Depois de recolocar as malas no sítio, apoiadas nos suportes que restavam, voltei a arrancar por aquele pesadelo de estrada, a caminho da próxima cidade. Tive que fazer mais setenta quilómetros com um coto como maneta de embraiagem o que foi duro pois nestas estradas temos que passar muitas vezes de caixa e por várias vezes tive que pôr primeira para passar por buracos tão fundos que a moto, que é alta, batia com a parte de baixo no chão.
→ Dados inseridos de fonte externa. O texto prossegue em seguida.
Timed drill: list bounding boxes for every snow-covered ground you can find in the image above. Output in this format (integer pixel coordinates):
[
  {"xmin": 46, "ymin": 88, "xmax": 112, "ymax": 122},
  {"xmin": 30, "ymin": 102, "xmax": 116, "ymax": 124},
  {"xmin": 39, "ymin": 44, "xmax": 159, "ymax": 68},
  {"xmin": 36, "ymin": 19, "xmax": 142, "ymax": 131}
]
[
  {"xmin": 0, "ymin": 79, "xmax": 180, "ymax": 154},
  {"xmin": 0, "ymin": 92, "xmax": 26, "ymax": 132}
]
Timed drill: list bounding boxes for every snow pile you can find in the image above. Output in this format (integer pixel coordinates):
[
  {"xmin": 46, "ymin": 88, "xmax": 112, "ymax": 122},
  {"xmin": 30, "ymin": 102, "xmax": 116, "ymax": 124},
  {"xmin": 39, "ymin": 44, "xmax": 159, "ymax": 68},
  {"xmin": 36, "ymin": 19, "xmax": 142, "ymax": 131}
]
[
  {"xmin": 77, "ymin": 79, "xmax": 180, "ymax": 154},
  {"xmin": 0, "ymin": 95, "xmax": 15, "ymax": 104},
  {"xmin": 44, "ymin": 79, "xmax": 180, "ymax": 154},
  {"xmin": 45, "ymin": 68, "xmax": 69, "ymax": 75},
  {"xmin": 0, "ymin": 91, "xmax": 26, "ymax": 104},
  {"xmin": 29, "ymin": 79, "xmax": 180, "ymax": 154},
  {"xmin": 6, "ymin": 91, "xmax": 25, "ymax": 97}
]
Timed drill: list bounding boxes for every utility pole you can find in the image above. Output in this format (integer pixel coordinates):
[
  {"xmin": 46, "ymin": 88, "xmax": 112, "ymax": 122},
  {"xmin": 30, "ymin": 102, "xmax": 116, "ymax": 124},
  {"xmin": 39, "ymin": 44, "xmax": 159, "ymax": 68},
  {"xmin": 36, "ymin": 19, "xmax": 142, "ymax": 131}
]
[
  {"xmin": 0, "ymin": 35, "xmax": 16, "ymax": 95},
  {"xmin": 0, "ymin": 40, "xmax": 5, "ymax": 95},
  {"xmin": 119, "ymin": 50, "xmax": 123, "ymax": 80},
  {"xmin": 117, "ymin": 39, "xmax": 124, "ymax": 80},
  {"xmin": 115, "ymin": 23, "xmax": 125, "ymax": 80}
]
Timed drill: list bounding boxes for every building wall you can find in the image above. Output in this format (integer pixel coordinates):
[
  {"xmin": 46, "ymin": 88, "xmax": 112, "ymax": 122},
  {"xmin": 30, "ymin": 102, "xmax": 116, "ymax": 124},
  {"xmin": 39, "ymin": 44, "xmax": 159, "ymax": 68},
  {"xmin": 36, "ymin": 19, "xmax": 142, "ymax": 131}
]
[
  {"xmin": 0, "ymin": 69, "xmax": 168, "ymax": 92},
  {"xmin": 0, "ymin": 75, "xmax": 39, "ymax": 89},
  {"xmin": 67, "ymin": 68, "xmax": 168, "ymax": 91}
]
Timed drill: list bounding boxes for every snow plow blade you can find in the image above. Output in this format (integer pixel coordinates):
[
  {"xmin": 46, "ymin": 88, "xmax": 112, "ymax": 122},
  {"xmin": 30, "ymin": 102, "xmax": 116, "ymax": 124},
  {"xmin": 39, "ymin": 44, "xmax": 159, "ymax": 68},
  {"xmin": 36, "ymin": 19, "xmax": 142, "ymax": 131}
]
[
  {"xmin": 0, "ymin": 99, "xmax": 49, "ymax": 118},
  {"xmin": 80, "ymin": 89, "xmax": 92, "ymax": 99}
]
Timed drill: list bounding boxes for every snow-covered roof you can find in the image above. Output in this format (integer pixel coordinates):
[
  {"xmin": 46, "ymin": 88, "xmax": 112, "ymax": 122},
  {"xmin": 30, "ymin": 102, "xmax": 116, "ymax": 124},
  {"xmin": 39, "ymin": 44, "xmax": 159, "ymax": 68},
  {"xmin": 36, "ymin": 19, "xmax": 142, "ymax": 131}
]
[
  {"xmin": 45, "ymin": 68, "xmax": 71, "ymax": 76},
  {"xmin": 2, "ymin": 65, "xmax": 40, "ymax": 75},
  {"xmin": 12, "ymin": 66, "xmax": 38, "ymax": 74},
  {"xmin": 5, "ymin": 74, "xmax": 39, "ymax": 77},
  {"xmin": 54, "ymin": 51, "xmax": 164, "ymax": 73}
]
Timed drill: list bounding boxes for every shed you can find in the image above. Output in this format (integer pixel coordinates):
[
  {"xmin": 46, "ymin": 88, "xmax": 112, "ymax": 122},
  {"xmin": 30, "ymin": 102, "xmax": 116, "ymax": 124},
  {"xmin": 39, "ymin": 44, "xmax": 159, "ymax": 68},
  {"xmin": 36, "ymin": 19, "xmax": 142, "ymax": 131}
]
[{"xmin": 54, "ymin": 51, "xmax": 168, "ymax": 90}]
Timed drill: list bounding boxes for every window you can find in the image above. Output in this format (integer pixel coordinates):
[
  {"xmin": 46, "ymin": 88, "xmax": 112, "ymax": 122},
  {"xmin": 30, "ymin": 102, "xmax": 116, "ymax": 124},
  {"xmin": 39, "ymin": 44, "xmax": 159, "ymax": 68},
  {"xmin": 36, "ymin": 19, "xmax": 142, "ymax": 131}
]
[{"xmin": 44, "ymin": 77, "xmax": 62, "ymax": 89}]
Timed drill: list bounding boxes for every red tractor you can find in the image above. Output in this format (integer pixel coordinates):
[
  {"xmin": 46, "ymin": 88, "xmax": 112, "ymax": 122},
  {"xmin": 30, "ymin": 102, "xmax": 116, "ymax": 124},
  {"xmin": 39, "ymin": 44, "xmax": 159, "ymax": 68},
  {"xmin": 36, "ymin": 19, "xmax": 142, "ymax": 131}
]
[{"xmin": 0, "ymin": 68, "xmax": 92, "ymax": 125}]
Quando cheguei a Siliguri, uma destas cidades sem graça nenhuma, eram seis da tarde, estava a escurecer e tinha dois dos dedos da mão esquerda quase em sangue. Tive a sorte de passar à porta de um grande concessionário Honda. Pedi para falar com o gerente, expliquei-lhe a situação e ele tratou logo de me resolver o problema. Fui com um dos empregados e uma maneta nova de uma 125 a um soldador local que cortou a ponta dessa maneta e soldou ao resto da minha. Ficou um trabalho impecável e no concessionário não só não me deixaram pagar como me ofereceram um perfume de presente, provavelmente por estar a cheirar tanto a suor.